Almada, 28 set 2025 (Ecclesia) – O cardeal D. Américo Aguiar afirmou hoje, no Santuário de Cristo Rei, em Almada, que espera que a nova lei dos estrangeiros não seja alheia ao facto de Portugal estar historicamente ligado aos movimentos migratórios.
“Nós próprios temos uma marca profunda de procura no estrangeiro, ao longo dos séculos, de melhores condições de vida, de sonhos, de projetos, de realização de família. E, portanto, acho que esta legislação não deve esquecer essa carga histórica, essa herança histórica que significa Portugal no melhor que a gente possa definir”, referiu o bispo de Setúbal.
Setúbal celebrou hoje o Jubileu Diocesano dos Migrantes, no âmbito das celebrações dos 50 anos da diocese, com um programa que incluiu uma Eucaristia presidida por D. Américo Aguiar, no pavilhão do Santuário do Cristo Rei.

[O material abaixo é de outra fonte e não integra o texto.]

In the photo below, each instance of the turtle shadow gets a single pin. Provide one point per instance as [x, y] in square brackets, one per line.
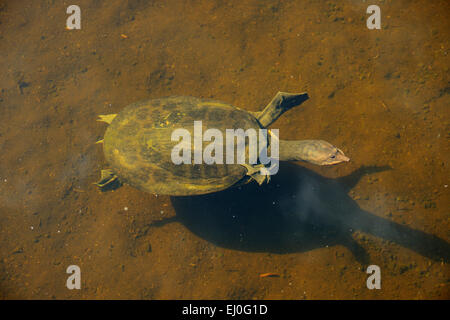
[299, 210]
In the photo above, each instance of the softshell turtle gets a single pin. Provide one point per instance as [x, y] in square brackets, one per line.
[138, 144]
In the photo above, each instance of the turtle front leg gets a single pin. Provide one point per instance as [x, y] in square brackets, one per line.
[259, 173]
[281, 103]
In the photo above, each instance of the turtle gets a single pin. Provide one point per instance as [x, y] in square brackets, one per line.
[138, 145]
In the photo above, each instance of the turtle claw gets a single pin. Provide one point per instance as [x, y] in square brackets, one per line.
[108, 118]
[108, 180]
[259, 173]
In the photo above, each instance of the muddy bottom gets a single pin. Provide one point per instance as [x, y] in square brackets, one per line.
[381, 96]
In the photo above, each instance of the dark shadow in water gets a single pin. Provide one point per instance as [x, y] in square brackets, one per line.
[297, 211]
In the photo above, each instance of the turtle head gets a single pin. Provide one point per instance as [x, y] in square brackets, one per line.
[318, 152]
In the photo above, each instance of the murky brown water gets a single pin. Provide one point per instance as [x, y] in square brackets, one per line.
[382, 96]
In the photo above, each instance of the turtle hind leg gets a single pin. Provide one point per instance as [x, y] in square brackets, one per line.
[108, 181]
[108, 118]
[259, 173]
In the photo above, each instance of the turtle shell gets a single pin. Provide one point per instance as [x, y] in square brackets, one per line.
[138, 145]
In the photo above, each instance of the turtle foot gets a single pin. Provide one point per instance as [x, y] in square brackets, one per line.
[108, 118]
[259, 173]
[108, 181]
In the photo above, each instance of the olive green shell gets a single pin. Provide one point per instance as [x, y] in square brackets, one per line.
[138, 145]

Em declarações aos jornalistas no final da Missa, o cardeal foi questionado sobre a nova versão da lei dos estrangeiros, apresentada na passada quarta-feira, expressando que deseja “sempre que qualquer processo legislativo, no fim, seja bom para as pessoas, seja bom para Portugal e para os portugueses”.
“O processo legislativo é muito elástico. E nós temos que fazer sempre um esforço para que, ao longo do tempo, vá melhorando naquilo que é a marca humanizante da legislação”, realçou.

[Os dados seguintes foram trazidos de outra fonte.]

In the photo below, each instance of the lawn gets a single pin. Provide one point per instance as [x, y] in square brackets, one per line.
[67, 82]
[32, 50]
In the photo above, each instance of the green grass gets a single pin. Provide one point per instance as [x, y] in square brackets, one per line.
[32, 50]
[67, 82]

Olhando para a diversidade de culturas presente no território diocesano, o bispo de Setúbal sublinhou que a “questão dos migrantes nunca foi um problema” em Setúbal, mas “uma oportunidade de aproximação”, de conhecimento, de amar e respeitar o outro.

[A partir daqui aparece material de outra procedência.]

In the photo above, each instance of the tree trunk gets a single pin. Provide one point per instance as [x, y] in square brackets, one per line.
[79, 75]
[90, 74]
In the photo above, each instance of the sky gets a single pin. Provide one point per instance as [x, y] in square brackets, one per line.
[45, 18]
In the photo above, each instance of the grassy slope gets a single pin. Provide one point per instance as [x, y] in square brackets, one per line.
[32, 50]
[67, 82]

“Não é propriamente qualquer coisa que nos deva atormentar. O que deve atormentar, sim, é a porventura à dificuldade pessoal, que eu possa ter ou não, de olhar para o outro e reconhecê-lo como irmão”, assinalou.
D. Américo Aguiar alertou para a exploração que os migrantes acabam por ser alvo, defendendo que são necessárias regras que signifiquem” maior respeito por aqueles que vêm” ao encontro de Portugal.
“Se fosse viável, se fosse possível, [receber] todos [os migrantes], sem qualquer tipo de constrangimento, era bonito e era simpático, mas isso não é verdade, não é possível”, indicou.
O cardeal considera que Portugal e restantes países da Europa e do mundo devem olhar para o movimento migrante como “uma oportunidade, com carinho, com amor, com reciprocidade e não como um problema”.
E muito menos, como acontece nos tempos que vivemos, como uma bola de pingue-pongue naquilo que são os debates político-partidários que não ajudam a encaixar nem a refletir livremente o assunto, porque depois fica refém ou da direita ou da esquerda ou de radicalismos. Isso não resolve o problema de ninguém”, vincou.
Com a aproximação das eleições autárquicas, marcadas para 12 de outubro, o bispo de Setúbal apela aos candidatos que tenham sempre em conta que migrantes são pessoas e não números, estatísticas, etnias ou raças.
“Estamos a falar de pessoas. E a partir daí tentarmos legislar com uma raiz judaico-cristã, cristã católica, humanizante, de maneira a tentarmos decidir aquilo que for o melhor para essas populações”, enfatizou.

A coordenadora do Secretariado da Pastoral das Migrações de Setúbal, Tânia Moreira, também participou na celebração e, aos jornalistas, deu conta que atualmente os principais desafios que os migrantes enfrentam no território são a o acesso à habitação e a documentação.
“Nós [Igreja] não temos, se calhar, a capacidade de resolver os problemas em si, mas temos muitos polos, tem alguns centros, tem algumas paróquias que conseguem orientar, encaminhar, muitas vezes esclarecer, ensinar e guiar o caminho”, explicou.
Sobre a relação entre a insegurança e os imigrantes, levantada por alguns grupos e políticos, Tânia Moreira realça que tal não responde à realidade e que Igreja tem o papel fundamental de mostrar que ao conhecer o próximo se está perante um irmão.
Nós não temos que ter medo das pessoas e temos que ter a capacidade de ir contra e de argumentar contra este discurso, dizendo que nós, a partir do momento que conhecemos o próximo, vemos que é um ser igual a nós. Podemos ter uma cor de pele diferente, os olhos diferentes, vestirmos de formas diferentes, mas no fundo somos todos iguais”, disse.